It's not just Netflix, it's every licensing issue in every country.

I love lots of foreign television, but quite a lot of it isn't immediately available (or ever available) in my country.

If I want to watch those shows or movies, I am literally at the mercy of the piracy community helping me access them, because there's a good chance that it's either months or years away from release in my country, or that I'll be unlucky and it will never release here at all.

It's a completely broken system, and Gabe Newell called it what it was over a decade ago. Piracy is a service problem, not a pricing problem.

It won't be solved without massive changes to international copyrights and how shows/movies are bought and sold on an international market.

[–] [email protected] 31 points 1 year ago (1 children)

Would it even require massive changes?
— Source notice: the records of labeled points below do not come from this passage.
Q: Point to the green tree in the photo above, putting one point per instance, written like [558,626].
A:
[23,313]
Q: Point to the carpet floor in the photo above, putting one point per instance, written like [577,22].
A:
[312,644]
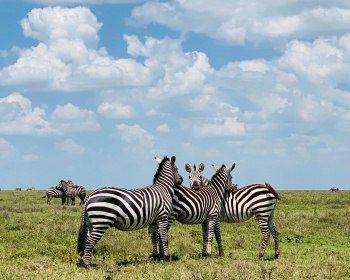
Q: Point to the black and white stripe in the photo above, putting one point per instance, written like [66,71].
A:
[51,193]
[129,210]
[241,204]
[70,191]
[201,207]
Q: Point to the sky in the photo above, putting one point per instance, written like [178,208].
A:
[91,91]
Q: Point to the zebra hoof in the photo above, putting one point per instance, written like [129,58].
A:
[168,258]
[155,257]
[80,262]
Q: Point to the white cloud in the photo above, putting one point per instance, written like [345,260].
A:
[18,117]
[70,146]
[6,149]
[30,157]
[136,135]
[162,128]
[220,127]
[238,22]
[70,118]
[115,110]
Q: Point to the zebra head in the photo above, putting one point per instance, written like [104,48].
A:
[228,185]
[62,185]
[176,175]
[195,176]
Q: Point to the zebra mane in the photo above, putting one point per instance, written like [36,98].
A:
[216,174]
[160,167]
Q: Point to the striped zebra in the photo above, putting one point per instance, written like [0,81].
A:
[241,204]
[129,210]
[51,193]
[70,191]
[200,207]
The framework is already built for music. The idea behind compulsory licensing is that any radio station can play any music, and the royalty rates due to the copyright holder are set in advance. The music industry fought tooth and nail to prevent streaming sites from getting access to their content, but it's now their biggest revenue source.

A world where Netflix, Disney, Paramount, Max, and all the others could use each others' (and literally all) content and pay for every stream would practically kill video piracy almost overnight. Make them all compete on their quality of service, instead of the size of their siloed library. And in the end, both customers and rights-holders would almost certainly be better off.

[–] [email protected] 2 points 1 year ago

It would also cause REAL competition as video platforms now have to fight to be the best to use and the best value.